Commonwealth by Ann Patchett is a novel that is very difficult to describe to someone without giving them the whole story. Its characters are very interwoven and difficult to pin down – much in the sense that they are actual people with actual problems and inconsistencies. And the plot is not so much of a plot as it is a collection of happenings.
I feel like this novel is as close to real life that one can get. It doesn’t hide anything and doesn’t seek to comment much on what does happen. It happens and there isn’t much you can do about it. I felt as if I was listening to the biography of someone rather than reading a novel. It was odd.
That being said, I liked it because of its realness. It stuck to its guns – it was going to give a realistic view of the world and you were going to sit there and take it. For someone who reads fantasy and science fiction, this felt like a quick slap to the face.
There are some nasty things that happen here – primarily to the youngest son who was just annoying and was fed Benadryl like it was going out of style – the kids called them “Tic Tacs”. Wow. But again, these moments are presented with little to no commentary. I’m not sure what the author thinks of these things other than, “Well, it happened.”

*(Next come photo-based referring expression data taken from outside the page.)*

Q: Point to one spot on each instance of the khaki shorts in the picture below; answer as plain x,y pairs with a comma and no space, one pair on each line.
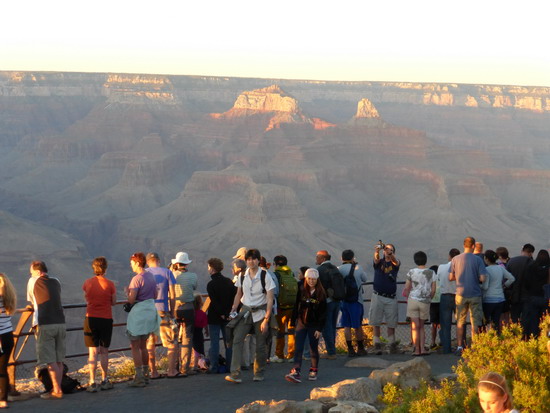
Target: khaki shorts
168,336
383,308
473,304
417,309
50,343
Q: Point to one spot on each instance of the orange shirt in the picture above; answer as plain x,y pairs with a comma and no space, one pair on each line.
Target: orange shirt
99,292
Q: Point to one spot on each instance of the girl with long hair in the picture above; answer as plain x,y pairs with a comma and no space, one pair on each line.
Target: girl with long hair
494,396
309,318
8,304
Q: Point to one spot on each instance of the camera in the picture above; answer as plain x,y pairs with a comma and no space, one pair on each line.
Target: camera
380,247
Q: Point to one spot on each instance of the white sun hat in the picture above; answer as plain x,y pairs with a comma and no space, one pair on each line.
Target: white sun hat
181,258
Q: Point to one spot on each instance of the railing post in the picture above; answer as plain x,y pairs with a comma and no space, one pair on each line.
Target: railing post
25,315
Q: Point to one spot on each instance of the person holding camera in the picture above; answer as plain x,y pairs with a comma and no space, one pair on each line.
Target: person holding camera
308,316
383,304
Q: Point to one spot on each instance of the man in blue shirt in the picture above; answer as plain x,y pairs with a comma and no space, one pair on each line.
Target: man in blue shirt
384,302
166,306
469,272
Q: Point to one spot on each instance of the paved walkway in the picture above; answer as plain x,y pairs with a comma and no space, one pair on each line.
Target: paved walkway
211,393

No one really learns anything. No one feels a particular way about anything. They just exist and deal with it. Even the most overwhelming aspect – that the two families were split apart and then put back together again was met with mostly nothing. No one seemed to care.
It was kind of eerie. But also annoying. I found myself getting frustrated with these characters. SAY SOMETHING. YOUR WIFE JUST LEFT YOU. But that scene was left out. Because it doesn’t matter, apparently. Similarly, the finding of their eldest brother’s body was recounted in deadpan, almost in a confused fashion. But also, no one of any importance was bothered besides the maid.
I don’t know. I have to think about this one more.